Alexandre Pinto da Costa também fará alegadamente parte deste esquema (com alegado conhecimento e alegada aprovação do pai), existindo indícios de que terá cobrado através de um testa de ferro cerca de 650 mil euros em comissões de intermediação nas transferências dos jogadores sul americanos Renzo Saraiva e Marchesin e do espanhol Marcano.
Tal valor terá sido cobrado ao FC Porto por uma sociedade chamada Mupang Management Lda, detida pelo tal alegado testa de ferro do filho de Jorge Nuno Pinto da Costa.
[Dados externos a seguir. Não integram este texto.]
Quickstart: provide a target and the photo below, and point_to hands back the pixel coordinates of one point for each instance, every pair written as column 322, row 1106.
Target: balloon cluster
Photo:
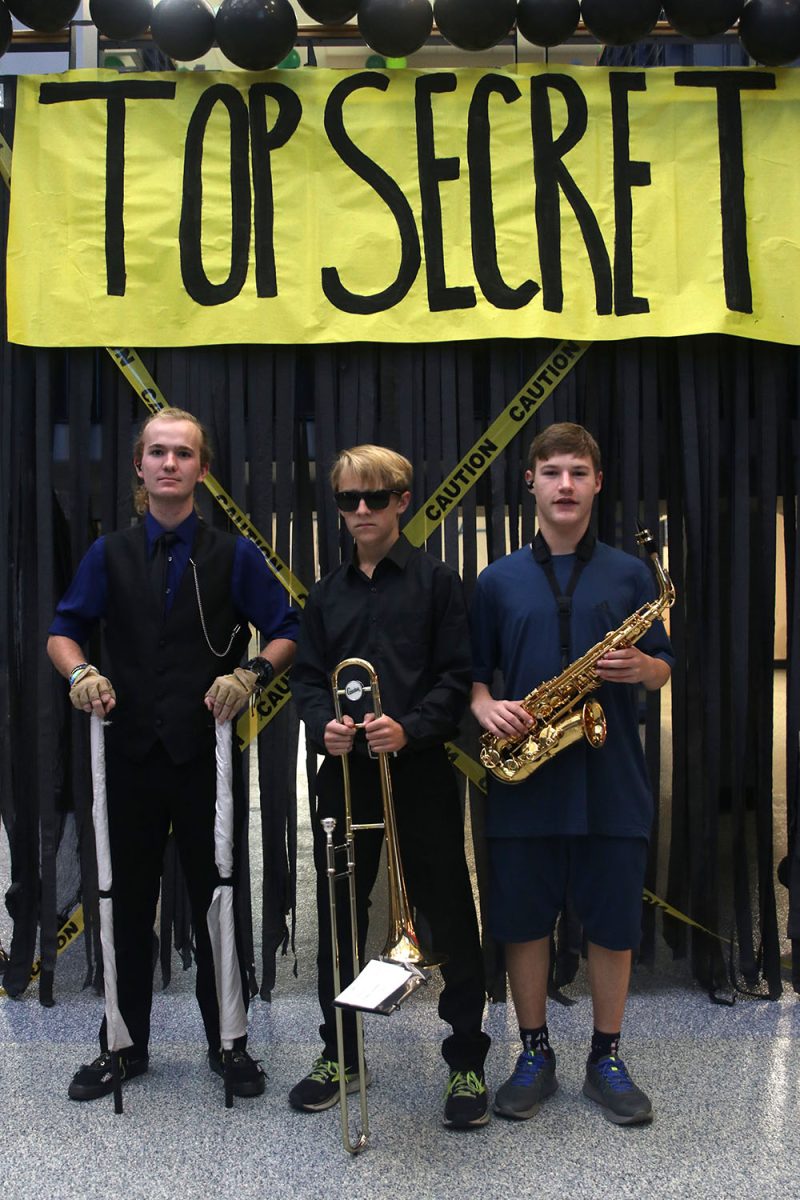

No total, são cerca de 11 milhões de euros que terão sido desviados do FC Porto. O DCIAP confirmou no dia 22 de novembro, dia em que as autoridades realizaram buscas no Estádio do Dragão e às casas de Pinto da Costa, do seu filho Alexandre e do empresário Pedro Pinho, que estavam em causa “operações de pagamento de comissões de mais de 20 milhões de euros.”
O alegado esquema que terá beneficiado o alegado testa-de-ferro Pedro Pinho
Das 15 transferências que já geraram indícios concretos que levaram o procurador Rosário Teixeira a aprofundar a recolha de prova com as buscas realizadas na semana passada no Estádio do Dragão e nas residências pessoais e profissionais de Pinto da Costa, do seu filho Alexandre e do empresário Pedro Pinho, o procurador Rosário Teixeira entende ter indícios de factos comuns a quase todas:
- As sociedades de Pedro Pinho, nomeadamente a Energy Soccer, receberam quase sempre comissões do intermediário oficial de cada negócio feito com o FC Porto que correspondem a cerca de metade do valor pago;
- A Energy Soccer não terá prestado serviço algum. Ou seja, os seus serviços serão fictícios as as comissões que faturou aos intermediários oficiais dos negócios de compra e venda de jogadores deverão corresponder a cerca de metade do valor total pago pela FC Porto SAD. Daí que o MP suspeite que os valores das comissões pagas aos intermediários tenha sido inflacionado para acomodar os fundos que seriam transferidos para Pedro Pinho, dado como testa de ferro de Pinto da Costa.
Operação Cartão Azul. Pinto da Costa suspeito de desviar fundos da SAD do Porto
Das 15 transferências consideradas suspeitas, destacam-se os seguintes casos:
Brahimi (recompra de 30% de direitos a sociedade, 30 de junho de 2015)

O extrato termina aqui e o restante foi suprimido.